Google's third quarter results, announced yesterday, was spectacular on all fronts. But what may have been the brightest spot is its soaring revenue from Android, which if extrapolated over an entire year, would already reach $1 billion. Microsoft's Steve Ballmer, who once said Google had no business plan for Android, is undoubtedly not a happy man today.
Google's total revenue for the third quarter was $7.29 billion, up 23% compared to a year ago. Net income was up 32% over the previous quarter.
In an analysis of the earnings, CNN has this to day about Android:
Mobile advertising revenue -- driven by adoption of Google's open-source Android smartphone operating system -- is at $1 billion a year, extropolating from the most recent quarter's results.
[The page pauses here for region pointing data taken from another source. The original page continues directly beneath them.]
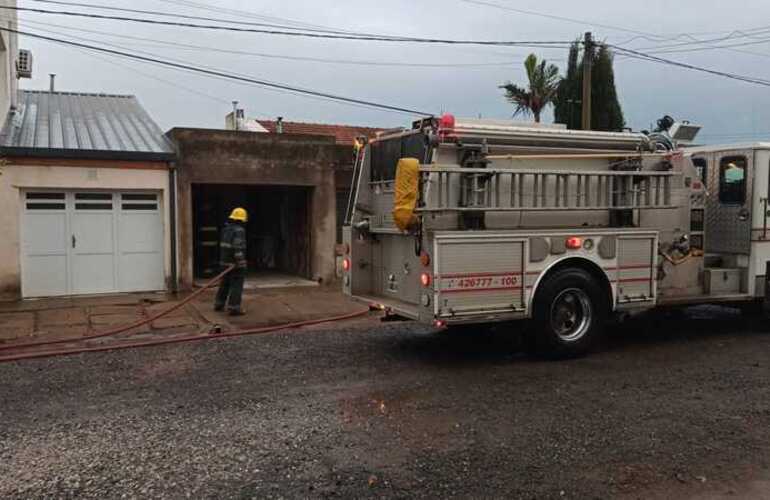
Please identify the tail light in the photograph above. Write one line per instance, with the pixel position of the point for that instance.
(446, 126)
(574, 243)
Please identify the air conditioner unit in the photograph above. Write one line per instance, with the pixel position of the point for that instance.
(24, 64)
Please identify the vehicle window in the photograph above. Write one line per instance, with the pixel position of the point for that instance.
(732, 180)
(701, 166)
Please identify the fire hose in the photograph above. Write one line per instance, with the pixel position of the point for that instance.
(160, 342)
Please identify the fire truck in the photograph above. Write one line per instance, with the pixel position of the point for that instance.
(464, 222)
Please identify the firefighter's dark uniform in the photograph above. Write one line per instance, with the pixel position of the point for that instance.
(232, 251)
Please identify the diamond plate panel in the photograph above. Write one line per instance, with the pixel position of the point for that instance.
(725, 232)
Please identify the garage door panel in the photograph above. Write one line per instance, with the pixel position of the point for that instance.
(91, 242)
(140, 233)
(93, 233)
(92, 273)
(45, 234)
(145, 272)
(45, 276)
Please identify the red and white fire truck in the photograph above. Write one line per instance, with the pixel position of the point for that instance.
(456, 222)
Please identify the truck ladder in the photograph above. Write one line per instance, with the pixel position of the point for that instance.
(354, 186)
(513, 190)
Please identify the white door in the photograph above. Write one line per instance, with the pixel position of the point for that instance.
(93, 244)
(76, 243)
(45, 245)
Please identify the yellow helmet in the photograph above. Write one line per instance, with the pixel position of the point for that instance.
(239, 214)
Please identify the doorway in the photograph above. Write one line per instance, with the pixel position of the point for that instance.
(278, 234)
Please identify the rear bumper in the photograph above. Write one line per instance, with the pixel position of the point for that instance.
(390, 306)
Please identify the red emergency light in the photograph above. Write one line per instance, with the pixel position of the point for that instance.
(574, 243)
(446, 126)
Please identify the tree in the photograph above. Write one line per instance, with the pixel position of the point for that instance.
(606, 112)
(541, 91)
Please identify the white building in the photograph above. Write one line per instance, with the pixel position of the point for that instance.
(85, 198)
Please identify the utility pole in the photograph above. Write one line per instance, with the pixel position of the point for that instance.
(588, 61)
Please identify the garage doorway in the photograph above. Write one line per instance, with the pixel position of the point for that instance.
(278, 235)
(91, 242)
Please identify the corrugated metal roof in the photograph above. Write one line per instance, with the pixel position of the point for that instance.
(73, 124)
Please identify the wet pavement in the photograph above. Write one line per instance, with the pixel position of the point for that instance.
(73, 318)
(675, 407)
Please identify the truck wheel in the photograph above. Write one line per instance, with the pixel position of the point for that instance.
(569, 314)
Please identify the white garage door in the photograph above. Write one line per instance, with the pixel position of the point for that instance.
(76, 243)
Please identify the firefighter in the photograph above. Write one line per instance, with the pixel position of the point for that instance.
(232, 251)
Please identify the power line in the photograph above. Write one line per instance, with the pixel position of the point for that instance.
(155, 77)
(223, 74)
(195, 18)
(185, 46)
(557, 18)
(292, 33)
(647, 57)
(247, 14)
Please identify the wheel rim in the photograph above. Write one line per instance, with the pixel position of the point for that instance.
(571, 314)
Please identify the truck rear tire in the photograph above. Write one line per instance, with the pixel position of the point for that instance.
(570, 311)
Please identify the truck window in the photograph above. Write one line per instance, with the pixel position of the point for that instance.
(732, 180)
(701, 166)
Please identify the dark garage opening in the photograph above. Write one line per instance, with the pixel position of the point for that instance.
(278, 228)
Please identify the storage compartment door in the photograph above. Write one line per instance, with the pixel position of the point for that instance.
(479, 275)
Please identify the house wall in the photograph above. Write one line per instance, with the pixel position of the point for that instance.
(229, 157)
(67, 174)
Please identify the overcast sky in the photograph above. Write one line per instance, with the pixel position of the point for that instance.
(729, 110)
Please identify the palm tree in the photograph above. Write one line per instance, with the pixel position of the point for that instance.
(543, 83)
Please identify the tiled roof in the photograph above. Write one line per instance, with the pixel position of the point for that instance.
(71, 124)
(343, 134)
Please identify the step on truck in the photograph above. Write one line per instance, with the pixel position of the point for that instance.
(462, 222)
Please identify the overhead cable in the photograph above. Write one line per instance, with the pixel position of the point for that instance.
(293, 33)
(224, 74)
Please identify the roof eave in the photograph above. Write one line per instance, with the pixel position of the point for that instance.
(83, 154)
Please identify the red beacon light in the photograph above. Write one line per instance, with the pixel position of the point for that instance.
(574, 243)
(446, 126)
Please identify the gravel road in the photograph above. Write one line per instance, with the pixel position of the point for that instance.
(671, 409)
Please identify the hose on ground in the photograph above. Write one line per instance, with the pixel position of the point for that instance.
(124, 328)
(178, 340)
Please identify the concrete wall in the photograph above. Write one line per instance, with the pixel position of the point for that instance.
(9, 50)
(15, 178)
(228, 157)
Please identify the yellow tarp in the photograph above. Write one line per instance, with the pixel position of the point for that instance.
(405, 198)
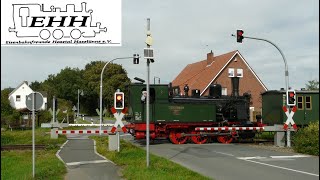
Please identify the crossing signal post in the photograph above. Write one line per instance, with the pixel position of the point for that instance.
(291, 98)
(135, 58)
(119, 100)
(239, 36)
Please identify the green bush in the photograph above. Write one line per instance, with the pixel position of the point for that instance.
(306, 140)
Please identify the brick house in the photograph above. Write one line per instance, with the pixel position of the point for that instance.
(219, 69)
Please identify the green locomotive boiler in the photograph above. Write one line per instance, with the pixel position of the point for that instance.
(175, 116)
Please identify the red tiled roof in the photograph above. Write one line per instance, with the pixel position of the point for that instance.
(198, 75)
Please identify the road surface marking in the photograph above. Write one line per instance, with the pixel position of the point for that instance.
(282, 167)
(86, 162)
(223, 153)
(274, 157)
(294, 156)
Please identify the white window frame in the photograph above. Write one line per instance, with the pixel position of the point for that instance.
(231, 72)
(239, 72)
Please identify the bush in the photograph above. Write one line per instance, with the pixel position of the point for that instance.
(306, 140)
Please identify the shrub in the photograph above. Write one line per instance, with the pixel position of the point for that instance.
(306, 140)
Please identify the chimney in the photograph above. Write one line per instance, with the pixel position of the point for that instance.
(209, 58)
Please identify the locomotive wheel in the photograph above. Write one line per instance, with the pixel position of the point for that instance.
(225, 139)
(176, 138)
(198, 139)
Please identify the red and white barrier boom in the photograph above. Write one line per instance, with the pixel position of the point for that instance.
(289, 119)
(80, 131)
(118, 117)
(228, 128)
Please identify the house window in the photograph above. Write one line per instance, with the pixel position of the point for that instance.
(300, 102)
(231, 72)
(308, 103)
(18, 98)
(224, 91)
(239, 72)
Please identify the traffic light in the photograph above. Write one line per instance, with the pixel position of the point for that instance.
(239, 36)
(291, 98)
(135, 58)
(119, 100)
(56, 104)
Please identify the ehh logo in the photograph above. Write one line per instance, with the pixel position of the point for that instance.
(31, 20)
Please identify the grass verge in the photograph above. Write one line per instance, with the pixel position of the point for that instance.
(17, 164)
(132, 159)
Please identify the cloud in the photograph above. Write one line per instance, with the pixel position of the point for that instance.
(184, 31)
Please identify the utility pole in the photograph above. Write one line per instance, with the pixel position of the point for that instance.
(149, 43)
(54, 109)
(286, 73)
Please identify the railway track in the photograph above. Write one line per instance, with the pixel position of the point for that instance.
(22, 147)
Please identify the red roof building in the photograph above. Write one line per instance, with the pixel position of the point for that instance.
(219, 69)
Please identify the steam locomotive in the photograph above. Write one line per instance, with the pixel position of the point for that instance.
(177, 117)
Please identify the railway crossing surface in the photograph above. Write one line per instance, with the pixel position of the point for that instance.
(238, 161)
(83, 162)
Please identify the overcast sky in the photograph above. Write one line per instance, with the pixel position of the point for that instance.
(183, 32)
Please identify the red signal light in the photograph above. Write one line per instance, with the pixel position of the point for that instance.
(239, 36)
(119, 100)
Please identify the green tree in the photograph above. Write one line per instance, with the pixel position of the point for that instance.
(312, 85)
(64, 85)
(36, 86)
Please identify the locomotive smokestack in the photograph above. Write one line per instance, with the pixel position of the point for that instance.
(235, 86)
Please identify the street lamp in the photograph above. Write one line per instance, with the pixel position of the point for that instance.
(154, 80)
(101, 85)
(286, 72)
(80, 92)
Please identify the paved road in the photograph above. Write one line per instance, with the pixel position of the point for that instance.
(234, 161)
(83, 163)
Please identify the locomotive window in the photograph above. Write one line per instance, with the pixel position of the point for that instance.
(152, 95)
(308, 103)
(300, 102)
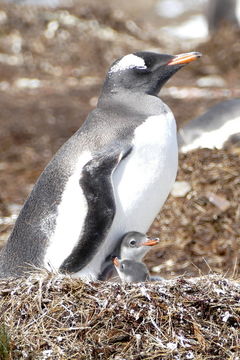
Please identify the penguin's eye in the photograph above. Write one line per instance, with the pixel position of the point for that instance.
(132, 242)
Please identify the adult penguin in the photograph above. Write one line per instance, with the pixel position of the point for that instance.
(112, 176)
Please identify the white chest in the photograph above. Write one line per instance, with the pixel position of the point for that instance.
(141, 183)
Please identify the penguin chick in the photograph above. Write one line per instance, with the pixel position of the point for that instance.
(135, 245)
(130, 270)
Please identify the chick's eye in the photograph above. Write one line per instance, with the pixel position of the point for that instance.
(132, 242)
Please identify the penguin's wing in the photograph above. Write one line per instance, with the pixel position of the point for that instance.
(96, 183)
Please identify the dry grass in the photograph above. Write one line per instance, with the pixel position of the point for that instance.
(53, 317)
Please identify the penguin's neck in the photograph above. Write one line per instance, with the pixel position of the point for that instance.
(132, 102)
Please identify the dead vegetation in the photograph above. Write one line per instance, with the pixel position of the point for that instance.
(52, 317)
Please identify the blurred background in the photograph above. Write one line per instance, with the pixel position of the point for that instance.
(53, 58)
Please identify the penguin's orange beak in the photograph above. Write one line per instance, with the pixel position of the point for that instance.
(116, 262)
(151, 242)
(183, 59)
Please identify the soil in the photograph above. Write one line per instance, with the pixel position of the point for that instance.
(52, 64)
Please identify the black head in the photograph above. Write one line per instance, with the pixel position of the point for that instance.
(144, 71)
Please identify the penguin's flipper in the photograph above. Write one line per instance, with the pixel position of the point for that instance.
(96, 183)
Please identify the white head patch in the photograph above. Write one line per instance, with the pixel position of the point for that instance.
(128, 62)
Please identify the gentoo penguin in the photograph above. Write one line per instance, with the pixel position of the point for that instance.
(112, 176)
(130, 270)
(133, 246)
(212, 129)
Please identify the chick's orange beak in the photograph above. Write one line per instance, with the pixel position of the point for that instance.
(116, 261)
(151, 242)
(183, 59)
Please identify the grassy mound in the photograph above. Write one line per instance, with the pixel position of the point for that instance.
(53, 317)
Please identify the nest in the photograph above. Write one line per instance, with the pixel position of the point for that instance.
(53, 317)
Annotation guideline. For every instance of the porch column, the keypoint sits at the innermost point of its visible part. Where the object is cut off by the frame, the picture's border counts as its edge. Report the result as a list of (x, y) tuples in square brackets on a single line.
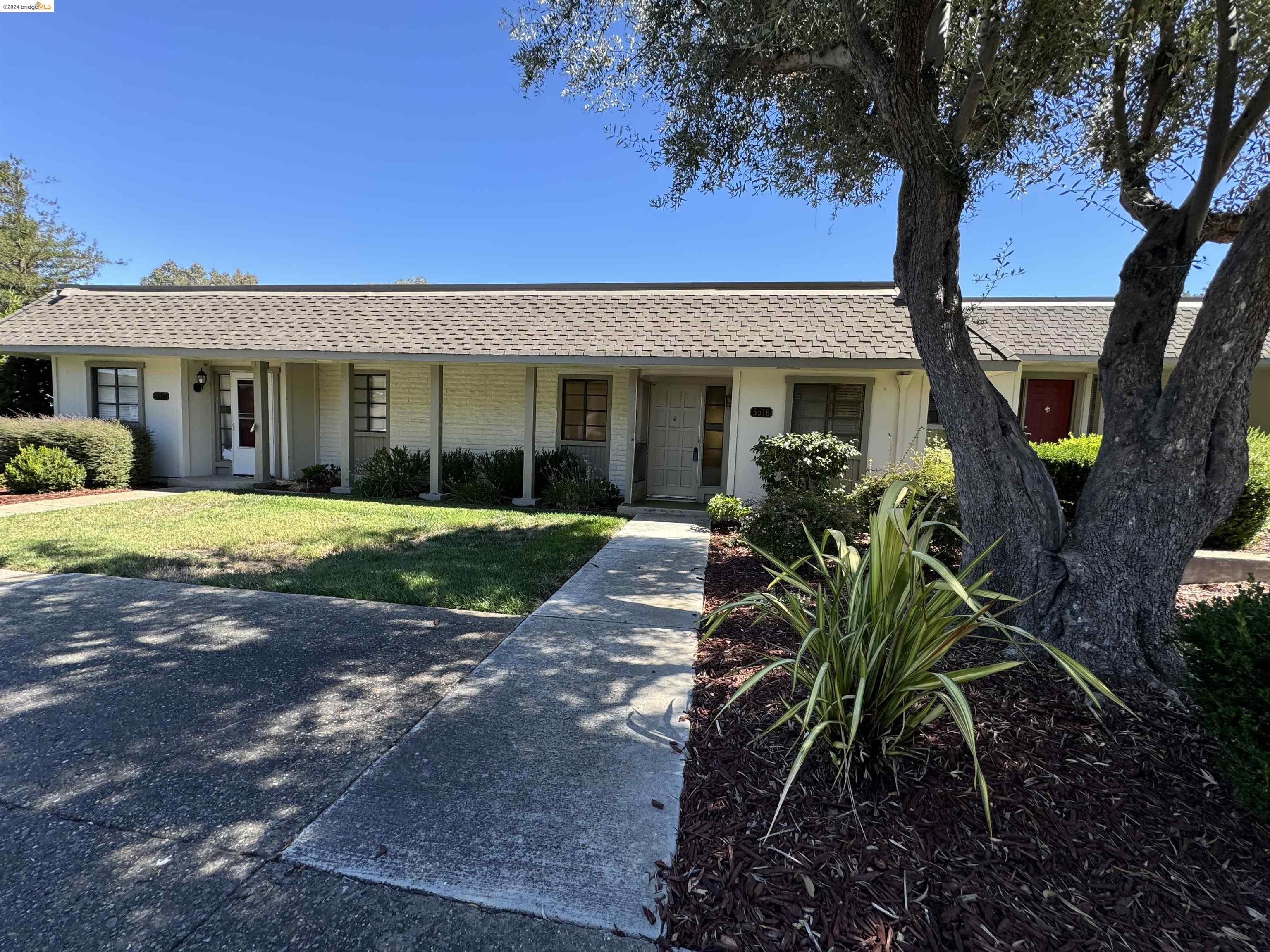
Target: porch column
[(346, 429), (632, 432), (531, 405), (261, 385), (436, 445)]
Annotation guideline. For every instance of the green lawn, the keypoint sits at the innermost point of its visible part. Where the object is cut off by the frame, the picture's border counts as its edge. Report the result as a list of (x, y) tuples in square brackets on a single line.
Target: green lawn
[(493, 560)]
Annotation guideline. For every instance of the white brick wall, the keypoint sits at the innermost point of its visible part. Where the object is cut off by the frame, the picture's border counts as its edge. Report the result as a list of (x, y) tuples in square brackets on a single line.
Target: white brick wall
[(484, 405)]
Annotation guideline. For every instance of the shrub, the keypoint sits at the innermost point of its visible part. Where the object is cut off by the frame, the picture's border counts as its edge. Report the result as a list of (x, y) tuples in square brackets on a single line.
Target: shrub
[(874, 631), (816, 461), (931, 476), (1253, 508), (1070, 462), (43, 470), (105, 448), (320, 478), (506, 470), (1227, 647), (727, 511), (573, 492), (395, 474), (143, 455), (776, 524)]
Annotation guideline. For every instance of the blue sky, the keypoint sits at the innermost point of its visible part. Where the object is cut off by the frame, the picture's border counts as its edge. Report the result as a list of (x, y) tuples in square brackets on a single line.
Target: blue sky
[(361, 143)]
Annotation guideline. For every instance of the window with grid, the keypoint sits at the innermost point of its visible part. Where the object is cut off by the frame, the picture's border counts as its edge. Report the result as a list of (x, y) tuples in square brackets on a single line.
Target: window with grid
[(119, 394), (830, 408), (371, 403), (585, 416), (711, 454)]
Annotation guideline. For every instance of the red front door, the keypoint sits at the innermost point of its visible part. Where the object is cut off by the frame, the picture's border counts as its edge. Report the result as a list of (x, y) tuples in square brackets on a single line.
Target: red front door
[(1048, 413)]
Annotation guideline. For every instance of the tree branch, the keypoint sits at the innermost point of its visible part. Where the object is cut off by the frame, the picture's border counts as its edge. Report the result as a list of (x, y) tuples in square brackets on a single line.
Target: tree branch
[(1211, 169), (990, 45)]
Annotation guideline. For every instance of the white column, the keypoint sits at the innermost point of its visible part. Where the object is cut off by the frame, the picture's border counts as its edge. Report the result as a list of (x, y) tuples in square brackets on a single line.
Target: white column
[(437, 445), (261, 386), (346, 429), (531, 404)]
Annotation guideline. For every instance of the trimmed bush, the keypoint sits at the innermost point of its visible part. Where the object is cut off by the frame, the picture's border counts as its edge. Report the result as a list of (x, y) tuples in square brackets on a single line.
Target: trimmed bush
[(1253, 508), (105, 448), (727, 511), (395, 474), (930, 474), (776, 524), (43, 470), (804, 461), (320, 478), (1070, 462), (1227, 648)]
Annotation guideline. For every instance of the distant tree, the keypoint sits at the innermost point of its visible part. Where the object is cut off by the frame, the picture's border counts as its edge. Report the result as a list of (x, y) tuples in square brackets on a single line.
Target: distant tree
[(172, 274), (37, 253)]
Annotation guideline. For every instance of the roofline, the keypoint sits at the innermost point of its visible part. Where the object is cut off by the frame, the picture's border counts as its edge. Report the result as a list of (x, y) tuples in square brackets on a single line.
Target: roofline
[(211, 355), (431, 288)]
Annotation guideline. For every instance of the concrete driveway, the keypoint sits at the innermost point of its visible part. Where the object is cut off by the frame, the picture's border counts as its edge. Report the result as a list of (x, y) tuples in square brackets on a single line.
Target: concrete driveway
[(162, 744)]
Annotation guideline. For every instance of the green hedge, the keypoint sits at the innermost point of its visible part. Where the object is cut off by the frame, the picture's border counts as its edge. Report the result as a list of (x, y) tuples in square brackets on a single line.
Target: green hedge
[(1227, 648), (1070, 462), (108, 451)]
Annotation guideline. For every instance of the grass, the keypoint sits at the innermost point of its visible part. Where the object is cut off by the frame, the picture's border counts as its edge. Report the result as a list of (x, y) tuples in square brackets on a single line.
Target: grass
[(449, 557)]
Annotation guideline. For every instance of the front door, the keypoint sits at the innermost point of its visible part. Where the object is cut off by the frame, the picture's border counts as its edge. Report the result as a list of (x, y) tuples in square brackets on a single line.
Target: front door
[(675, 435), (244, 423), (1048, 412)]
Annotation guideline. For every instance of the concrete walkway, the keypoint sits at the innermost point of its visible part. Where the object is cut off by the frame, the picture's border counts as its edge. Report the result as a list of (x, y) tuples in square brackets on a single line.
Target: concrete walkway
[(48, 506), (530, 788)]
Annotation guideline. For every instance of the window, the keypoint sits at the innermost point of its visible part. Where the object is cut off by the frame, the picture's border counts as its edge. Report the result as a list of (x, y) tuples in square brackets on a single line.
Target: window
[(830, 408), (119, 393), (711, 454), (371, 403), (585, 416)]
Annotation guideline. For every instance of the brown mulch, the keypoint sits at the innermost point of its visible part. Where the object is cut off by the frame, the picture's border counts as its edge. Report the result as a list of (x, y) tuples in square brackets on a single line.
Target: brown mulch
[(10, 498), (1107, 837)]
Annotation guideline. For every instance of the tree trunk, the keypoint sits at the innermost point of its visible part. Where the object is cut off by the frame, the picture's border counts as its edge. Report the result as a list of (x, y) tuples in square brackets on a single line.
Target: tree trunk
[(1174, 456)]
During a conference call about the earnings, Google CEO Eric Schmidt made clear that Android is at the centerpiece of Google's future:
"Android is much bigger than I could ever have hoped for. Android can become a hugely profitable business for us. Search on mobile will eventually exceed that of PCs...so, eventually, mobile will be a very, very strong revenue stream in comparison to PCs."
This is in line with what Schmidt has been saying for some time. He expects Android revenue to reach $10 billion a year, driven not just by mobile advertising, but by other services such as selling music and videos.
Steve Ballmer has said that Android will be failure for Google, although there's no doubt he doesn't believe that any more. In November of 2008, he had this to say about Google's plans for Android:
"I don't really understand their strategy. Maybe somebody else does. If I went to my shareholder meeting, my analyst meeting, and said, 'hey, we've just launched a new product that has no revenue model!'...I'm not sure that my investors would take that very well. But that's kind of what Google's telling their investors about Android."
I'm not sure what Ballmer would be telling his investors today, given that Android now brings in $1 billion a year to Google, and that Microsoft is fighting for its life in mobile with the just-launched Windows 7 phones. It's clear, though, whose strategy has paid off.